Post was last updated: July 1, 2015

The Tobacco Association of Malawi (Tama) has called on the government to stop tobacco buying companies from producing own tobacco, arguing that this is creating conflict of interest among the merchants.

Tama president Reuben Maigwa led the protest in his address during the Tama Congress in Lilongwe on Thursday which was graced by Vice President Saulos Chilima.

Maigwa cited high rejection rate, especially on flu cured tobacco whose sales are currently on suspension, saying this was because tobacco buying companies produce high volumes of flu cured tobacco on their own.

“This is a conflict of interest. Who will be buying our tobacco?” wondered Maigwa.

He said the tobacco companies are licensed to buy the leaf and that they need to stick to their line of business while leaving production to growers.

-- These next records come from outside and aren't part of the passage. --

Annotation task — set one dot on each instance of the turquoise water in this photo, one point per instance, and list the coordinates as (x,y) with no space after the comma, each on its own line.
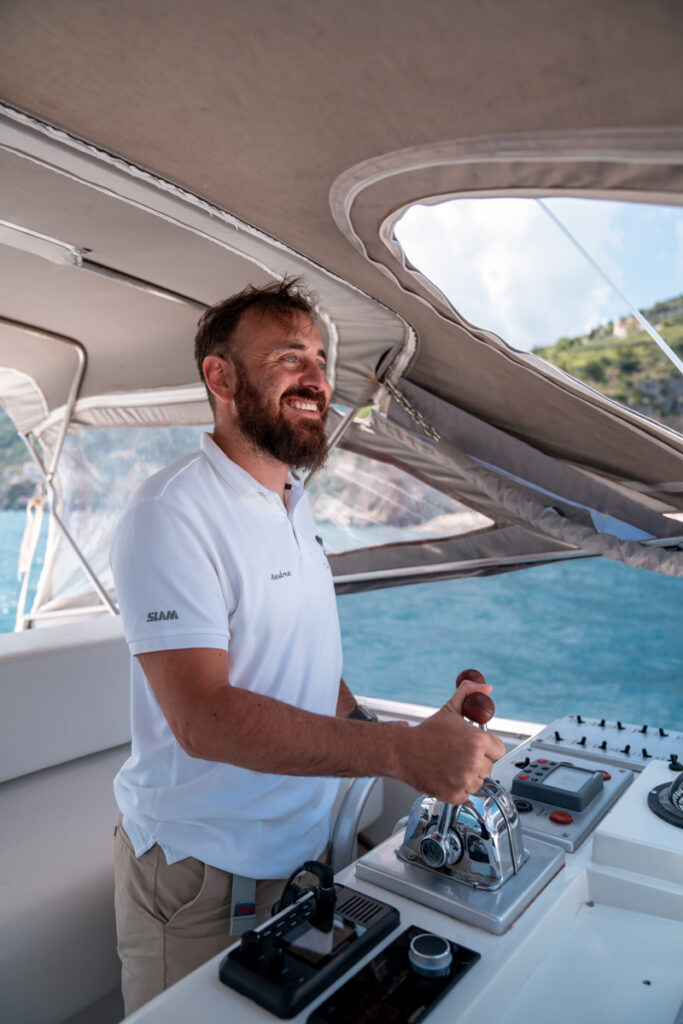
(590,637)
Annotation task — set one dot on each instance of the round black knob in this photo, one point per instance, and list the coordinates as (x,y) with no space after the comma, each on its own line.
(430,954)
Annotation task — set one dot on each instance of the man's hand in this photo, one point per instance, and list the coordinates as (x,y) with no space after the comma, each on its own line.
(444,756)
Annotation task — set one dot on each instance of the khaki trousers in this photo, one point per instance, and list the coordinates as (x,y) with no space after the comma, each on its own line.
(171,919)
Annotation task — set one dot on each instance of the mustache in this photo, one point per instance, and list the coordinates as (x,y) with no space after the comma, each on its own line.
(307,394)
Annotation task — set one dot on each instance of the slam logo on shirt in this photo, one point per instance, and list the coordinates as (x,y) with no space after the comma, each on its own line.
(161,616)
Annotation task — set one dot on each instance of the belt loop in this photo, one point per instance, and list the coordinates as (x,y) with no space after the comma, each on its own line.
(243,904)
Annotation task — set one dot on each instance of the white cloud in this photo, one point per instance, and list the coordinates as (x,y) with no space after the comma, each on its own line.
(505,265)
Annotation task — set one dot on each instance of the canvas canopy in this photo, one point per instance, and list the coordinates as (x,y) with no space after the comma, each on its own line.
(158,157)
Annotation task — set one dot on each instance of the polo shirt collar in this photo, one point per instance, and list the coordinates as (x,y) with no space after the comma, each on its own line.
(237,477)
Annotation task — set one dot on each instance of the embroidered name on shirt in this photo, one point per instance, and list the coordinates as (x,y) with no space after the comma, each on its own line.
(161,616)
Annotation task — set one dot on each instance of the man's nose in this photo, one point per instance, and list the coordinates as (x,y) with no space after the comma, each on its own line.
(312,376)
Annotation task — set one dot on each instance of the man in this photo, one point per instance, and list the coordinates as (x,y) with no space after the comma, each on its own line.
(240,716)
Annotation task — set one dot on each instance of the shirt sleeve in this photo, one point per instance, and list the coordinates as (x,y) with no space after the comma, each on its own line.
(170,592)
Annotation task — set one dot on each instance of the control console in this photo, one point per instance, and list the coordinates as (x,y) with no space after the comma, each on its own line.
(615,743)
(559,798)
(284,965)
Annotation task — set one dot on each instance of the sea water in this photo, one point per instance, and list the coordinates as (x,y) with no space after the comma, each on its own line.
(590,637)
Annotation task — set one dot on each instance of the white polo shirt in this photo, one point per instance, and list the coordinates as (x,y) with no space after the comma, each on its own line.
(206,556)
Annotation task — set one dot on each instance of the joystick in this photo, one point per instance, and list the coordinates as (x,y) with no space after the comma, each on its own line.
(479,842)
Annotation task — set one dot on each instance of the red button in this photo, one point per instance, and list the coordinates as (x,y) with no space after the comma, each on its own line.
(561,817)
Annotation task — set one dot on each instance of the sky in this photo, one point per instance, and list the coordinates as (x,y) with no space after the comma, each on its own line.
(506,266)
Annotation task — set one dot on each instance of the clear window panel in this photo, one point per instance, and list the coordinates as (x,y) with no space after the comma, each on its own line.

Maigwa also commented devaluation of the Malawi kwacha, saying the country’s monetary policy does not favour tobacco production since the exchange rate appreciates when tobacco is being sold and depreciates when growers are buying inputs.

“We end up getting low earnings when the kwacha appreciates but buy inputs at high prices when the kwacha depreciates,” said Maigwa.

On his part, Chilima assured growers that government will ensure that their interests are protected through the new Tobacco Act under review.

He said government is striving to bring in more players in the industry to increase competition, citing the licensing of new buyers and the coming in of an Egyptian company to add value to tobacco.

Chilima said government will also take centre stage to bring sanity in the industry by ensuring that only credible tobacco associations are registered.

“We will also continue engaging tobacco buyers to offer better prices to growers,” said Chilima.

The Tobacco Control Commission (TCC) has in the past admitted the conflict of interest created when buyers also venture into tobacco farming and the review of the Tobacco Act is expected to introduce restrictions in that area.

Flue cured tobacco is currently experiencing problems due to overproduction which has led to poor prices and high rejection rates, especially for tobacco being sold by non-contracted growers.

Apparently, tobacco buying companies are heavily involved in the production of flue cured tobacco and this started about 13 years ago following a downscale of Zimbabwean producers who had dominated the international market.

The buyers had asked government to start producing flu cured which was in short supply but increased volumes from local farmers has created oversupply over the past two years.